Biostar学习笔记（4）GenBank, FASTA, FASTQ and download SRA files from NCBI

Sequence data formats

1. Common sequence data formats including GenBank, FASTA, FASTQ formats. GenBank and FASTA format often represent curated sequencing information. FASTQ often represent experimentally obtained data.

(1) GenBank file format

GenBank is part of the International Nucleotide Sequence Database Collaboration , which comprises the DNA DataBank of Japan (DDBJ), the European Nucleotide Archive (ENA), and GenBank at NCBI. These three organizations exchange data on a daily basis.
More information on GenBank format can be found here

When do we use the GenBank format?

GenBank format can represent variety of information while keeping this information human-readable. It is not suitable for data-analysis.

(2) FASTA format

在生物信息学中，FASTA格式是一种用于记录核酸序列或肽序列的文本格式，其中的核酸或氨基酸均以单个字母编码呈现。该格式同时还允许在序列之前定义名称和编写注释。这一格式最初由FASTA软件包定义，但现今已是生物信息学领域的一项标准。
FASTA简明的格式降低了序列操纵和分析的难度，令序列可被文本处理工具和诸如Python、Ruby和Perl等脚本语言处理。
FASTA is a DNA sequence format for specifying or representing DNA sequences. It does not contain sequence quality information.
Reference: Wikipedia FASTA格式

(3) FASTQ file format

FASTQ is extended FASTA file format with sequencing quality score (phred score).
Please refer to the following references:

fasta与fastq格式文件解读
Wikipedia FASTQ格式 (Simplified Chinese) or FASTQ format (English)
FASTQ文件中，一个序列通常由四行组成：
第一行以@开头，之后为序列的标识符以及描述信息（与FASTA格式的描述行类似）
第二行为序列信息
第三行以+开头，之后可以再次加上序列的标识及描述信息（可选）
第四行为质量得分信息，与第二行的序列相对应，长度必须与第二行相同
The character '!' represents the lowest quality while '~' is the highest. Here are the quality value characters in left-to-right increasing order of quality (ASCII):

!"#$%&'()*+,-./0123456789:;<=>?@ABCDEFGHIJKLMNOPQRSTUVWXYZ[\]^_`abcdefghijklmnopqrstuvwxyz{|}~

Further reading:
Differences between FASTA, FASTQ and SAM formats

2. Databases that contain gene sequencing data

NCBI GEO: can search datasets (sequencing data from a series of participants)
NCBI SRA: can search sequencing data from individual participant
ArrayExpress: Experiments are submitted directly to ArrayExpress or are imported from the NCBI Gene Expression Omnibus database. For high-throughput sequencing based experiments the raw data is brokered to the European Nucleotide Archive, while the experiment descriptions and processed data are archived in ArrayExpress.
European Nucleotide Archive: Learn more about how to use ENA by reading ENA: Guidelines and Tips.

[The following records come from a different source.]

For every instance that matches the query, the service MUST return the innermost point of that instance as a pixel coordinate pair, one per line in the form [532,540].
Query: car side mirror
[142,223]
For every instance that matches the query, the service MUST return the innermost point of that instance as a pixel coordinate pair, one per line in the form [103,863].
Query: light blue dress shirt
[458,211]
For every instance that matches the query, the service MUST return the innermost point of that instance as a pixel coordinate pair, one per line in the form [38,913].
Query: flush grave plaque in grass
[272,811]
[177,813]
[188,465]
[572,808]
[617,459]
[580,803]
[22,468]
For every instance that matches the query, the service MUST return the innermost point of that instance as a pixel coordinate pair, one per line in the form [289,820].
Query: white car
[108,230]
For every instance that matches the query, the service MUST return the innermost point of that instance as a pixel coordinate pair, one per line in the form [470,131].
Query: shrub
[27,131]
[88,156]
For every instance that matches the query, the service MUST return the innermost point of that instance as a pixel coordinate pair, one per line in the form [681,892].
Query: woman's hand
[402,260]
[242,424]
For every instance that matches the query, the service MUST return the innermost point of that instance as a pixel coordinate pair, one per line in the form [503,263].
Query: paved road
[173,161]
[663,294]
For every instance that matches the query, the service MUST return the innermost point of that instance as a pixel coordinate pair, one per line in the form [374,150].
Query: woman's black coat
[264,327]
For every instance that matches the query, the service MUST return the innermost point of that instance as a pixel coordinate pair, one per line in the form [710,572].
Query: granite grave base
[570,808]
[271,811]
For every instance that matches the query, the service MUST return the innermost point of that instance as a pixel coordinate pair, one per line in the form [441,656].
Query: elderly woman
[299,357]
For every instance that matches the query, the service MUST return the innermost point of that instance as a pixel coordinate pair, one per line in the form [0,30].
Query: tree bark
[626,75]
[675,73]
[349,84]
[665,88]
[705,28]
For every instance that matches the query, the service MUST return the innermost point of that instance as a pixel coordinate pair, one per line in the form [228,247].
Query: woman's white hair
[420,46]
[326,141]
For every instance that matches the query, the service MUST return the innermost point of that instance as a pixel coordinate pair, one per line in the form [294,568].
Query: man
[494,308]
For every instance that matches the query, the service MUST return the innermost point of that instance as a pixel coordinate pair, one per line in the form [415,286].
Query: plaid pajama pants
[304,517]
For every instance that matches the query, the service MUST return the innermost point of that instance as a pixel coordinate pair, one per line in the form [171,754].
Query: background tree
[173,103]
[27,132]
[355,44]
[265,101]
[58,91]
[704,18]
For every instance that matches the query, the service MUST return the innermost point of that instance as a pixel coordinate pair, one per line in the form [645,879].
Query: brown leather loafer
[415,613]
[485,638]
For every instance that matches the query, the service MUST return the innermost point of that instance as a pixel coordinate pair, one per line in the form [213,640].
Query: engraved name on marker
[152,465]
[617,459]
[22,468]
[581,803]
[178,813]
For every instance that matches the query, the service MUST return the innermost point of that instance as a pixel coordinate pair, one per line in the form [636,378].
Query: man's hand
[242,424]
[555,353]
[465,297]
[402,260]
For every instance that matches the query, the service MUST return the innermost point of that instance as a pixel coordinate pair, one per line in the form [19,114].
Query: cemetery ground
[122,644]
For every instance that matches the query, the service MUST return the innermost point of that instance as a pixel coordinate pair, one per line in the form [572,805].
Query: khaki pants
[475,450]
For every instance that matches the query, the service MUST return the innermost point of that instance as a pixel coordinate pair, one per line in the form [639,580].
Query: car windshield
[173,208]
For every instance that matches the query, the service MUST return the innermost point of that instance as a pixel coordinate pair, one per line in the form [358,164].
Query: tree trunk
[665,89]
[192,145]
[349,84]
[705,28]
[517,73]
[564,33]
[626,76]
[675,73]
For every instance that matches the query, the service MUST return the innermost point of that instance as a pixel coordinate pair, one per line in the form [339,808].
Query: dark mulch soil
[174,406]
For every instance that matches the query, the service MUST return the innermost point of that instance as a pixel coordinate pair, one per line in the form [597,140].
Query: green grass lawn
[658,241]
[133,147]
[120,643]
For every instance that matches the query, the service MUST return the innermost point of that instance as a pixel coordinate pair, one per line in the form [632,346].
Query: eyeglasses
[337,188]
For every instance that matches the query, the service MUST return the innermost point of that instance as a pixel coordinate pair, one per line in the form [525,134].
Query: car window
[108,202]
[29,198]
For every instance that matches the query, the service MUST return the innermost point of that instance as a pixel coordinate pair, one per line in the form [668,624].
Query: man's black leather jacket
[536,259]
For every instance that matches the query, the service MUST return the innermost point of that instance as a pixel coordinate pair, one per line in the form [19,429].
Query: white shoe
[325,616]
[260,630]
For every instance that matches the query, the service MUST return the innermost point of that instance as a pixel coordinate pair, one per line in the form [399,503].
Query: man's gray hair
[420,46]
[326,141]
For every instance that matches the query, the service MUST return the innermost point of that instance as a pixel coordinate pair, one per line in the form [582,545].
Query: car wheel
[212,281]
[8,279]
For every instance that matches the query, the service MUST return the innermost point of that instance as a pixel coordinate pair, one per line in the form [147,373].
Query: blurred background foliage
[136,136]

I prefer NCBI GEO and SRA because I can use Aspera to download SRA files, which is super fast. It's best to keep Aspera connect software up-to-date.

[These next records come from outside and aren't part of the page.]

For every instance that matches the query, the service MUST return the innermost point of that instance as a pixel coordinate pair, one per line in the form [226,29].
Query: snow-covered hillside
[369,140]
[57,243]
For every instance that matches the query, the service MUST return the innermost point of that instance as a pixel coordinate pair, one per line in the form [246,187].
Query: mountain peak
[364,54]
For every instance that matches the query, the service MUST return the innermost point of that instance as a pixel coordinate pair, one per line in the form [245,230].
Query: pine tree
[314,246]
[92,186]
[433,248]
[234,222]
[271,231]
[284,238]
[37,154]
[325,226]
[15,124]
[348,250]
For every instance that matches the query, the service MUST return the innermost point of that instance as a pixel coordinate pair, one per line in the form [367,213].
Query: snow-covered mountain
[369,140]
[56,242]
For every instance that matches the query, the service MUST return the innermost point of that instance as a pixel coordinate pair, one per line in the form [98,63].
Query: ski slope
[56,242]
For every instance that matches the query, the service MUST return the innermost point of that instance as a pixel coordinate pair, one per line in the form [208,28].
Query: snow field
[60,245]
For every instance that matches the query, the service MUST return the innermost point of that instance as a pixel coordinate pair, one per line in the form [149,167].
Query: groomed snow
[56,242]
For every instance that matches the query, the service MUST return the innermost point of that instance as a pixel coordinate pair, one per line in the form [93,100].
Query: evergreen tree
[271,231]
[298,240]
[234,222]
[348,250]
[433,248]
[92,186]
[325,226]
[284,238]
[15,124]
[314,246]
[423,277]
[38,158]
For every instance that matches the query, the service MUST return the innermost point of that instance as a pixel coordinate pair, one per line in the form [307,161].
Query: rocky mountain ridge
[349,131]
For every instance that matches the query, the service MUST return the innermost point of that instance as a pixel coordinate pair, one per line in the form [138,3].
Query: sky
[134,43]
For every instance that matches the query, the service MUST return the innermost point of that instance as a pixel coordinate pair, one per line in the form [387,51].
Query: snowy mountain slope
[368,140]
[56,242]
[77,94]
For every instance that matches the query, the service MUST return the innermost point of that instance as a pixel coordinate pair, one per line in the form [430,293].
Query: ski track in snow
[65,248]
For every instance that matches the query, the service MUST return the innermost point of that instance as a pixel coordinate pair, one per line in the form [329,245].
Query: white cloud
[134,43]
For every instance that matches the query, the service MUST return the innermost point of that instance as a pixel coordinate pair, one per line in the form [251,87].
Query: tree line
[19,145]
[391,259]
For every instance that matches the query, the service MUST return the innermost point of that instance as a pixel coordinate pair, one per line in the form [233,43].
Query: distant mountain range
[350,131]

Install Aspera connect on Ubuntu Linux

mkdir -p ~/biosoft/ascp && cd ~/biosoft/ascp
wget https://download.asperasoft.com/download/sw/connect/3.7.4/aspera-connect-3.7.4.147727-linux-64.tar.gz
tar -zxvf aspera-connect-3.7.4.147727-linux-64.tar.gz
bash aspera-connect-3.7.4.147727-linux-64.sh
# Installing Aspera Connect
# Deploying Aspera Connect (/home/jshi/.aspera/connect) for the current user only.
# Unable to update desktop database, Aspera Connect may not be able to auto-launch
# Restart firefox manually to load the Aspera Connect plug-in
# Install complete.
# construct soft link
sudo ln -s /home/jshi/.aspera/connect/bin/ascp /usr/bin/ascp
ascp -h # help
ascp -A # version

If you have older version, you need to uninstall before you install newer version of Aspera. Actually, you need to delete related files in the following folder:

# ~/.mozilla/plugins/libnpasperaweb.so
# ~/.aspera/connect
rm ~/.mozilla/plugins/libnpasperaweb_{connect build #}.so
yes|rm -rf ~/.aspera/connect

3. How to download SRA files from NCBI SRA database?

According to SRA group, they recommand Prefetch program provided in SRAtoolkit. More detail can be found in Download Guide.

1. Download SRA files by using prefetch

I don't recommand install SRAtoolkit by using sudo apt-get install sratoolkit because the version might be older. I personally prefer to install the latest softwares.
SRA files will be deposited in the default file folder ~/ncbi/public/sra.

# Install SRAtoolkit
mkdir -p ~/biosoft/sratools && cd ~/biosoft/sratools
wget https://ftp-trace.ncbi.nlm.nih.gov/sra/sdk/2.8.2-1/sratoolkit.2.8.2-1-ubuntu64.tar.gz
tar -zxvf sratoolkit.2.8.2-1-ubuntu64.tar.gz
# You
echo 'export PATH=$PATH:/home/jshi/biosoft/sratools/sratoolkit.2.8.2-1-ubuntu64/bin' >>
~/.bashrc 
source ~/.bashrc

Prefetch can use several different way to download SAR files, the default one is Aspera, if you want prefetch to use only Aspera to download, you can use the following code.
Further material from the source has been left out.